Но после ее победы идеалисты на Западе все равно вздохнули с облегчением: борьба увенчалась успехом, еще одна страна мира встала на путь демократического развития по западной модели.

По прошествии менее двух лет оказалось, что с демократией в Мьянме еще не очень хорошо, а в разгоревшемся конфликте с мусульманами-рохинджа Аун Сан Су Чжи фактически выступила в пользу силового его решения. Появилась петиция с призывом лишить ее Нобелевской премии мира.

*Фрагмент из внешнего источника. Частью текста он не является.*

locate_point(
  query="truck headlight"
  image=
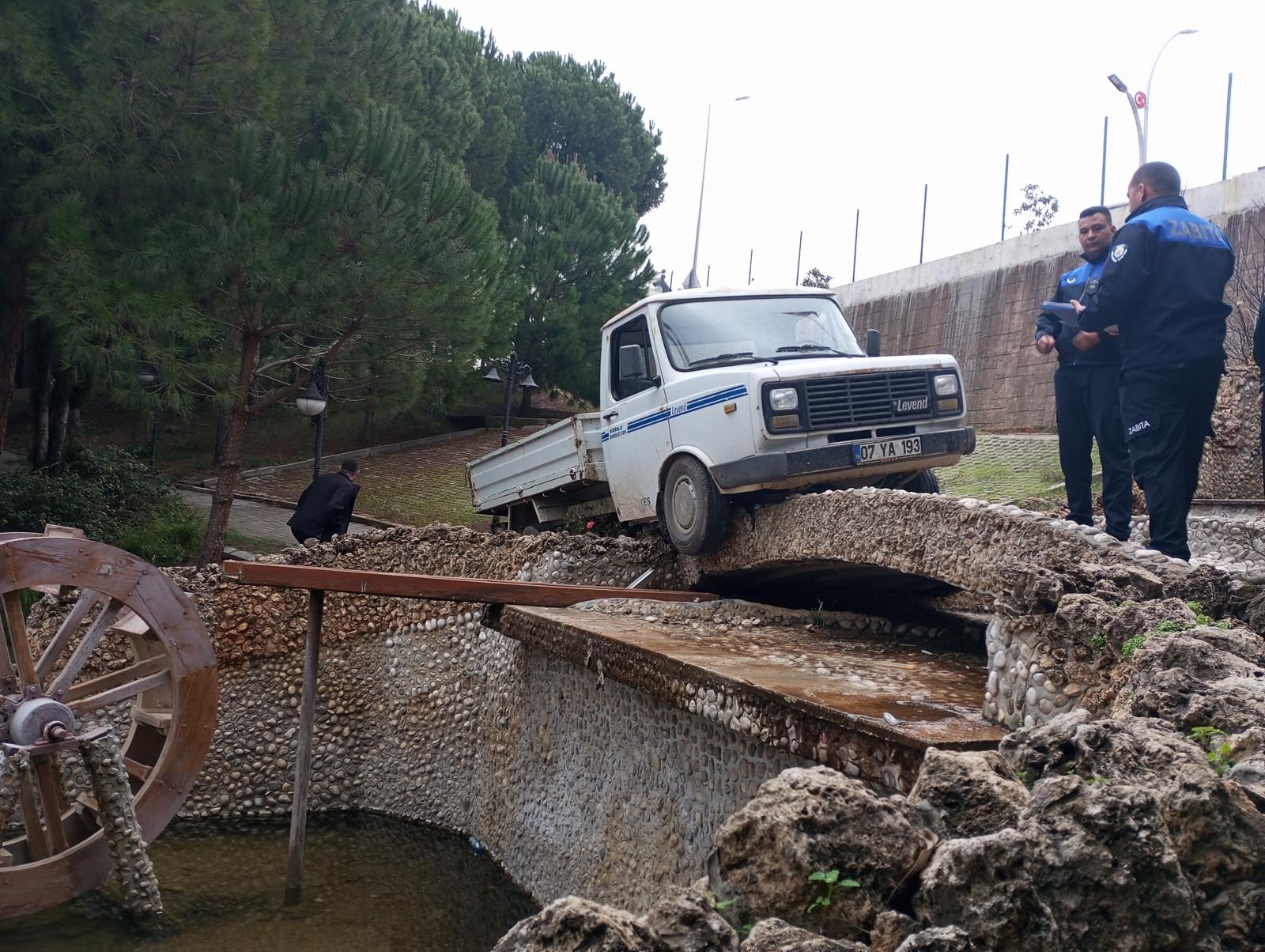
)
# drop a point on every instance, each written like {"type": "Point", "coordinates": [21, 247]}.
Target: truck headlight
{"type": "Point", "coordinates": [784, 399]}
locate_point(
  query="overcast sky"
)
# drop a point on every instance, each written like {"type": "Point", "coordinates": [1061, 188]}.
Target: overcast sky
{"type": "Point", "coordinates": [858, 105]}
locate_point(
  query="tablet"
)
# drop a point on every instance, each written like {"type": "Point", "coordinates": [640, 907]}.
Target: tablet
{"type": "Point", "coordinates": [1063, 311]}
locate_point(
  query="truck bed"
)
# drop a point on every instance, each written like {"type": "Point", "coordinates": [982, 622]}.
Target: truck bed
{"type": "Point", "coordinates": [568, 455]}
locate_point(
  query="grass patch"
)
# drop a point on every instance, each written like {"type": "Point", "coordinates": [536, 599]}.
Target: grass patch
{"type": "Point", "coordinates": [424, 498]}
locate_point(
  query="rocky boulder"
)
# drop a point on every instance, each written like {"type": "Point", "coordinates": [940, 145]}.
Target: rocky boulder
{"type": "Point", "coordinates": [687, 920]}
{"type": "Point", "coordinates": [805, 822]}
{"type": "Point", "coordinates": [780, 935]}
{"type": "Point", "coordinates": [571, 923]}
{"type": "Point", "coordinates": [974, 793]}
{"type": "Point", "coordinates": [1083, 855]}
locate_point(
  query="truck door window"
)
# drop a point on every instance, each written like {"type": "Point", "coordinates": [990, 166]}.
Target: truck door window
{"type": "Point", "coordinates": [636, 333]}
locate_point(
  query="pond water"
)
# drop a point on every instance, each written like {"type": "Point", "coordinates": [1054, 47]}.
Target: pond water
{"type": "Point", "coordinates": [370, 882]}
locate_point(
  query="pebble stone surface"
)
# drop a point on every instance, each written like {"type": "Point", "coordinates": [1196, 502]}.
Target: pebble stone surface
{"type": "Point", "coordinates": [575, 781]}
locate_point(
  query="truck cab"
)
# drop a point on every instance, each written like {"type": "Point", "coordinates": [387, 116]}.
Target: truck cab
{"type": "Point", "coordinates": [715, 395]}
{"type": "Point", "coordinates": [708, 395]}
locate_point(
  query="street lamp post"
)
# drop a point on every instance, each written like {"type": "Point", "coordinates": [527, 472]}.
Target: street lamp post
{"type": "Point", "coordinates": [312, 402]}
{"type": "Point", "coordinates": [149, 377]}
{"type": "Point", "coordinates": [1138, 123]}
{"type": "Point", "coordinates": [693, 278]}
{"type": "Point", "coordinates": [516, 372]}
{"type": "Point", "coordinates": [1144, 122]}
{"type": "Point", "coordinates": [1146, 117]}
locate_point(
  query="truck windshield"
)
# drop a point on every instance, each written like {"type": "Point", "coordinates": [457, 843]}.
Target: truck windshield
{"type": "Point", "coordinates": [748, 330]}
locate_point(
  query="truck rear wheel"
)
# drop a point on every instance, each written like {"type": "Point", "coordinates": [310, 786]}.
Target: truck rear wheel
{"type": "Point", "coordinates": [925, 482]}
{"type": "Point", "coordinates": [693, 509]}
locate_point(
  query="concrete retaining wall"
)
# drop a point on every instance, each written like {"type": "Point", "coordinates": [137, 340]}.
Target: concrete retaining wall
{"type": "Point", "coordinates": [982, 305]}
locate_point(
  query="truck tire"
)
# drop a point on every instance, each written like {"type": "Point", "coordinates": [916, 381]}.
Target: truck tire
{"type": "Point", "coordinates": [693, 509]}
{"type": "Point", "coordinates": [925, 482]}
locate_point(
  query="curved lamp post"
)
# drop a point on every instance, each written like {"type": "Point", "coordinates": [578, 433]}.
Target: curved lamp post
{"type": "Point", "coordinates": [516, 372]}
{"type": "Point", "coordinates": [312, 402]}
{"type": "Point", "coordinates": [1146, 117]}
{"type": "Point", "coordinates": [149, 377]}
{"type": "Point", "coordinates": [693, 278]}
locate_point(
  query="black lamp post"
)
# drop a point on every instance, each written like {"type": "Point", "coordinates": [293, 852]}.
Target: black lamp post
{"type": "Point", "coordinates": [149, 377]}
{"type": "Point", "coordinates": [312, 402]}
{"type": "Point", "coordinates": [515, 372]}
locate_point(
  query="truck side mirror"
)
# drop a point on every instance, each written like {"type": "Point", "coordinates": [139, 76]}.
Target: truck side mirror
{"type": "Point", "coordinates": [632, 362]}
{"type": "Point", "coordinates": [873, 343]}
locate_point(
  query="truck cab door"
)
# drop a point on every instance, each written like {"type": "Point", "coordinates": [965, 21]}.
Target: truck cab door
{"type": "Point", "coordinates": [636, 438]}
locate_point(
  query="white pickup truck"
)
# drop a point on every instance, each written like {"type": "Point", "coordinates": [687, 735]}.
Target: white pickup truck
{"type": "Point", "coordinates": [708, 396]}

Западное общество не в первый раз приветствует перемены в других странах только для того, чтобы в недалеком будущем в них разочароваться. После свержения Саддама Хуссейна оптимисты ожидали, что Ирак немедленно встанет на путь демократического развития и поведет по нему другие страны региона. Похожие ожидания возлагались и на "арабскую весну". А до того - на избранных (не всегда честно) президентов разных африканских стран.
Ничего подобного не произошло. Почему?

"Бремя белого человека"

Во многом виновато колониальное прошлое Европы. После Великой французской революции в головах у европейцев сложилась конструкция, согласно которой именно они находились на вершине мировой социальной иерархии - хотя бы потому, что первыми додумались до свободы, равенства и братства. А раз так - эту идею нужно нести отсталым народам.

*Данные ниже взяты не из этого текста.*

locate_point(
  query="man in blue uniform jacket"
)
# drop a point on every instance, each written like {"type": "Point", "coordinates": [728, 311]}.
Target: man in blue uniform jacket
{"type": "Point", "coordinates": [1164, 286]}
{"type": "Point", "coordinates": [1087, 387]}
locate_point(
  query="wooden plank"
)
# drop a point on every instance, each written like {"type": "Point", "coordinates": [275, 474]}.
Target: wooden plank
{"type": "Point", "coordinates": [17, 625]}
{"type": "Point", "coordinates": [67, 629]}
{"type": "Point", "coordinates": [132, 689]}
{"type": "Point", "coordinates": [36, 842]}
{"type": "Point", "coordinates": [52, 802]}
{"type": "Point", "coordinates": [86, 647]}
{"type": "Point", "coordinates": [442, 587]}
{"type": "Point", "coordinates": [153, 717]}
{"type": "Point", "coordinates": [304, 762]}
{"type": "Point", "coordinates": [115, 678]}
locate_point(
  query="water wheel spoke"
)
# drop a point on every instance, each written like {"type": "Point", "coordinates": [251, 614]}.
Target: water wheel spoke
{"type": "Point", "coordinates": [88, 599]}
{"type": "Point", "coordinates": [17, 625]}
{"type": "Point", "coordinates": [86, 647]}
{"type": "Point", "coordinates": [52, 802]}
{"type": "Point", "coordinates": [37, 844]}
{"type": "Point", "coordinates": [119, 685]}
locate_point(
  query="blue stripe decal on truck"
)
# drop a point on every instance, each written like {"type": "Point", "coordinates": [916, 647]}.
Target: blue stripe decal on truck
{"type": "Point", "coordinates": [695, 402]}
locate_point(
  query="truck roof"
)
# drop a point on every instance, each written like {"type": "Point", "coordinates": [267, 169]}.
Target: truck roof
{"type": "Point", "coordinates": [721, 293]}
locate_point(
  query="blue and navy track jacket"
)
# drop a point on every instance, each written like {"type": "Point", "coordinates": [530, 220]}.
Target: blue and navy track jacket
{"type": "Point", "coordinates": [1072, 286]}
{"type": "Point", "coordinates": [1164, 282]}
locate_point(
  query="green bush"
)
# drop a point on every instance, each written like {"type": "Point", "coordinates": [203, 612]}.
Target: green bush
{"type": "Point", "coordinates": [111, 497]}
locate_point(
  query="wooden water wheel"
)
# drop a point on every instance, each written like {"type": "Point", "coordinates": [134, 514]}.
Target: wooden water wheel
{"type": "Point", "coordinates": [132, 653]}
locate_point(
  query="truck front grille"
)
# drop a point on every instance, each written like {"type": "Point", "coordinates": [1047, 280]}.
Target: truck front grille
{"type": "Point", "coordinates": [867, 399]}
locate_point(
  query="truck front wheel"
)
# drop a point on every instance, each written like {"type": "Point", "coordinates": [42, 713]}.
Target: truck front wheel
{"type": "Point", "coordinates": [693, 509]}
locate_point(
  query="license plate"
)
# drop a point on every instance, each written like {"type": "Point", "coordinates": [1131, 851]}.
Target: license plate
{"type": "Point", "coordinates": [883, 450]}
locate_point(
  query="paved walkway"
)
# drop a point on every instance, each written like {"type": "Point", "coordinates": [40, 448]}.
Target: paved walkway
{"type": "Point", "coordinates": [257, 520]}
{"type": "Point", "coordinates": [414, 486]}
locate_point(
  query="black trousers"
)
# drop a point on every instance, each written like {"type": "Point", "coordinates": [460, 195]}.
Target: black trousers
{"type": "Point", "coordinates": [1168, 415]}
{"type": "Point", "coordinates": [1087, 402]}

Собственно, этим европейская цивилизация и занималась на протяжении последней пары сотен лет, считает болгарский философ и социолог Андрей Райчев: "Когда произошла Великая французская революция, когда человек стал "братом, равным и свободным", пусть и довольно формально, в наших головах построилась гигантская пирамида, которая выглядит так: на самом верху находятся свободные люди, а все остальные все еще не освободились. До этого такого никогда не было. Никому до этого не приходило в голову, что люди в Египте являются образцом для людей в Китае. Это разные цивилизации, несоизмеримые миры, они редко контактировали, а даже когда это случалось, никто никому не говорил "Смотри, это - твое будущее". А мы не просто рассказываем, мы подразумеваем. Мы - жертва собственной пропаганды. Мы объявляем свою жизнь их будущим".

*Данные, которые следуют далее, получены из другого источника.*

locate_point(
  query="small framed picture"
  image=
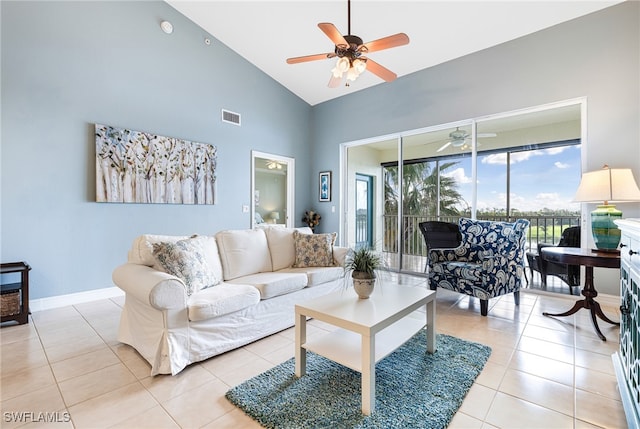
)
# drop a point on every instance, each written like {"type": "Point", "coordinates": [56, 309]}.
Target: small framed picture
{"type": "Point", "coordinates": [325, 186]}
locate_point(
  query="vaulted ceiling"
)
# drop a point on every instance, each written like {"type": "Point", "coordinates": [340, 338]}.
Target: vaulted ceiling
{"type": "Point", "coordinates": [266, 33]}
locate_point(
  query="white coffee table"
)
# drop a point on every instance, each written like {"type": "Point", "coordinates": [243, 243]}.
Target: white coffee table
{"type": "Point", "coordinates": [369, 329]}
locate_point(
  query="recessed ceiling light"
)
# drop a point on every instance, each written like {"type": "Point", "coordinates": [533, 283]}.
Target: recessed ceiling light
{"type": "Point", "coordinates": [167, 27]}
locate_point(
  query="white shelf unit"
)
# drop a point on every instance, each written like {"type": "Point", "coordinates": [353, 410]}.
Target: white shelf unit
{"type": "Point", "coordinates": [626, 361]}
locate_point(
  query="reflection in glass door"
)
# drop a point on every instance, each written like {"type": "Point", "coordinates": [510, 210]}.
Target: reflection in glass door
{"type": "Point", "coordinates": [364, 211]}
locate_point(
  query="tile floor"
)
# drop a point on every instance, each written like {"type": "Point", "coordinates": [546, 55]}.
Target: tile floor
{"type": "Point", "coordinates": [543, 372]}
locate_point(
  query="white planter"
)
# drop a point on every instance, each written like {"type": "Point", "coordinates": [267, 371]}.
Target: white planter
{"type": "Point", "coordinates": [363, 287]}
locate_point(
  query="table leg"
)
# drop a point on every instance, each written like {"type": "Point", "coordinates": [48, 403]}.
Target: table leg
{"type": "Point", "coordinates": [368, 374]}
{"type": "Point", "coordinates": [431, 326]}
{"type": "Point", "coordinates": [301, 338]}
{"type": "Point", "coordinates": [589, 302]}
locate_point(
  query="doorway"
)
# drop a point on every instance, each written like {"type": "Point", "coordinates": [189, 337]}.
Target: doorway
{"type": "Point", "coordinates": [272, 190]}
{"type": "Point", "coordinates": [364, 211]}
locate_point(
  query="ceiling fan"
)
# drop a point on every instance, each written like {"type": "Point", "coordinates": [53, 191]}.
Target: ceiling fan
{"type": "Point", "coordinates": [459, 139]}
{"type": "Point", "coordinates": [350, 51]}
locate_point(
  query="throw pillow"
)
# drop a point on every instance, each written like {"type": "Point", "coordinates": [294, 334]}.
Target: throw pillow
{"type": "Point", "coordinates": [313, 250]}
{"type": "Point", "coordinates": [186, 259]}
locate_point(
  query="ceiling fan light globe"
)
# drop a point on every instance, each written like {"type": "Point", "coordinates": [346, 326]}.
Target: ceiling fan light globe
{"type": "Point", "coordinates": [343, 64]}
{"type": "Point", "coordinates": [352, 74]}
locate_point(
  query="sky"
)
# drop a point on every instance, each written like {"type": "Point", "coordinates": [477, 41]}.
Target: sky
{"type": "Point", "coordinates": [544, 178]}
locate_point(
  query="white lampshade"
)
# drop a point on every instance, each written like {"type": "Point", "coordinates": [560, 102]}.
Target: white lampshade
{"type": "Point", "coordinates": [607, 185]}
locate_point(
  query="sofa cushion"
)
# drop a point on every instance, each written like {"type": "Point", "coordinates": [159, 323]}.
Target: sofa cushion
{"type": "Point", "coordinates": [318, 275]}
{"type": "Point", "coordinates": [313, 250]}
{"type": "Point", "coordinates": [220, 300]}
{"type": "Point", "coordinates": [281, 247]}
{"type": "Point", "coordinates": [243, 252]}
{"type": "Point", "coordinates": [274, 284]}
{"type": "Point", "coordinates": [188, 260]}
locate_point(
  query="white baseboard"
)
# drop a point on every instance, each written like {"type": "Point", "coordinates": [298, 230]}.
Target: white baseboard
{"type": "Point", "coordinates": [73, 298]}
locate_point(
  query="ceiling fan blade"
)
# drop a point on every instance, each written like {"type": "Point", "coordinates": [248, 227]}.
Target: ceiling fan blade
{"type": "Point", "coordinates": [332, 33]}
{"type": "Point", "coordinates": [296, 60]}
{"type": "Point", "coordinates": [385, 43]}
{"type": "Point", "coordinates": [380, 71]}
{"type": "Point", "coordinates": [334, 82]}
{"type": "Point", "coordinates": [443, 147]}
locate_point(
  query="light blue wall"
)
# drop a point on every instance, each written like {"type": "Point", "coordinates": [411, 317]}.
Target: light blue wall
{"type": "Point", "coordinates": [110, 63]}
{"type": "Point", "coordinates": [68, 65]}
{"type": "Point", "coordinates": [596, 56]}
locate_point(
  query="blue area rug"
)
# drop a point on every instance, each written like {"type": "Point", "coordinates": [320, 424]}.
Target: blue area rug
{"type": "Point", "coordinates": [414, 389]}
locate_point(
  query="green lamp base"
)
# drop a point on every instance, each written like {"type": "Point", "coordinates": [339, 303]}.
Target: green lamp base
{"type": "Point", "coordinates": [605, 233]}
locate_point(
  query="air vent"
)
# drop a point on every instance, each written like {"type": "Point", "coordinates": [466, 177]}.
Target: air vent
{"type": "Point", "coordinates": [231, 117]}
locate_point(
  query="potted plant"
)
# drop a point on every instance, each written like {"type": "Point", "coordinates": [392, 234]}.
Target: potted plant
{"type": "Point", "coordinates": [362, 263]}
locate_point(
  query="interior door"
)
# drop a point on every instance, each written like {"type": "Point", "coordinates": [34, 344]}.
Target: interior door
{"type": "Point", "coordinates": [272, 190]}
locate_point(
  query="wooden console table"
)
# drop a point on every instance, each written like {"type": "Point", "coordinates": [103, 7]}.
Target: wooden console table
{"type": "Point", "coordinates": [16, 294]}
{"type": "Point", "coordinates": [589, 258]}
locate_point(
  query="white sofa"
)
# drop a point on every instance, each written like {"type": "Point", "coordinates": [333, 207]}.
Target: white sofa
{"type": "Point", "coordinates": [172, 321]}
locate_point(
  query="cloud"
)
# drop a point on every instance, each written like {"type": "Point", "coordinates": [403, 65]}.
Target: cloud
{"type": "Point", "coordinates": [554, 150]}
{"type": "Point", "coordinates": [458, 175]}
{"type": "Point", "coordinates": [549, 200]}
{"type": "Point", "coordinates": [501, 158]}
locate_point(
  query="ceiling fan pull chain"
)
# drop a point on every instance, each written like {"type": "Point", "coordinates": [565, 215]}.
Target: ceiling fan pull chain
{"type": "Point", "coordinates": [348, 16]}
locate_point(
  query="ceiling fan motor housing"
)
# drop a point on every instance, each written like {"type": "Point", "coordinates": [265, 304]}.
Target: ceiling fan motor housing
{"type": "Point", "coordinates": [352, 52]}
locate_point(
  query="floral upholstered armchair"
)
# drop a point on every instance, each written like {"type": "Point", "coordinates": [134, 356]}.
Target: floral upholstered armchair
{"type": "Point", "coordinates": [488, 263]}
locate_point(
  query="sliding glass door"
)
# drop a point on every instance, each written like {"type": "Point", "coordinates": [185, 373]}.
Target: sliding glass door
{"type": "Point", "coordinates": [519, 164]}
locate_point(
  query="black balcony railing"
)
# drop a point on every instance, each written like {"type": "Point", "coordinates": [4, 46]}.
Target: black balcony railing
{"type": "Point", "coordinates": [543, 229]}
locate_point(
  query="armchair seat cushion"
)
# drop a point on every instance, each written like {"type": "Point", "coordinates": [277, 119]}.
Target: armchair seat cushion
{"type": "Point", "coordinates": [464, 270]}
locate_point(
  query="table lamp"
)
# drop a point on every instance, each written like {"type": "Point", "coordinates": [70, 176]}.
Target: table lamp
{"type": "Point", "coordinates": [607, 185]}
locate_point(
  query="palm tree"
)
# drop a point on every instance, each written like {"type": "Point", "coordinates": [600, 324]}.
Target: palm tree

В наши дни ситуация не сильно изменилась. Победа в холодной войне убедила западную цивилизацию, что ее дело правое. Появилась концепция "конца истории" за авторством Френсиса Фукуямы: "Человечество приближается к концу тысячелетия, и кризисы-близнецы авторитаризма и социалистического централизованного планирования оставили на ринге соревнования потенциально универсальных идеологий только одного участника: либеральную демократию, учение о личной свободе и суверенитете народа". Ожидалось, что теперь человечество будет развиваться только в этом направлении.

Добро, как известно из стихотворения советского поэта Станислава Куняева, должно быть с кулаками. Объяснять туземцам преимущества либеральной демократии иногда приходилось с помощью оружия. "Поразительным образом идеология гуманитарного просвещения мира, восторжествовавшая после холодной войны (ее продуктами были в том числе военные акции в Югославии, Ираке и Ливии, то есть силовые изменения) - это то самое "добро с кулаками", которое решило показать всем, что оно есть и как надо жить", - отмечает российский политолог Федор Лукьянов.

Неудивительно, что идея силовой смены режима после нескольких неудачных попыток стала непопулярной, а сама концепция насильственного просвещения - дискредитированной.

Долгие годы прогрессивное человечество с ужасом наблюдало происходящее в Восточном Тиморе. Наконец, решило вмешаться. Восточный Тимор получил независимость, лидеры движения за освобождение страны получили Нобелевскую премию мира. В результате на карте появилось абсолютно недееспособное государство, которое оплачивает свои счета из международной гуманитарной помощи, а минимальный порядок в нем обеспечивают австралийские военные. Результат насаждения демократических порядков в Ираке тоже оказался далеким от ожидаемого, как, впрочем, и другие попытки западных демократий убедить остальной мир в преимуществах своего пути развития.

Невежество или самовлюбленность?

Казалось бы, уроки недавнего прошлого (в частности, вторжение в Афганистан, Ирак, события "арабской весны") должны были убедить Запад в том, что вмешательство во внутренние дела других стран, а скорее, даже представителей другой цивилизации - дело, как минимум, бесполезное. Исторический опыт свидетельствует о том же: ни одна бывшая колония не достигла уровня жизни, сопоставимого с бывшей метрополией - достаточно взглянуть на Африку. Ни одно вторжение в Афганистан не принесло ничего, кроме обильных человеческих жертв - в этом по очереди убедились Великобритания, Советский Союз и Соединенные Штаты.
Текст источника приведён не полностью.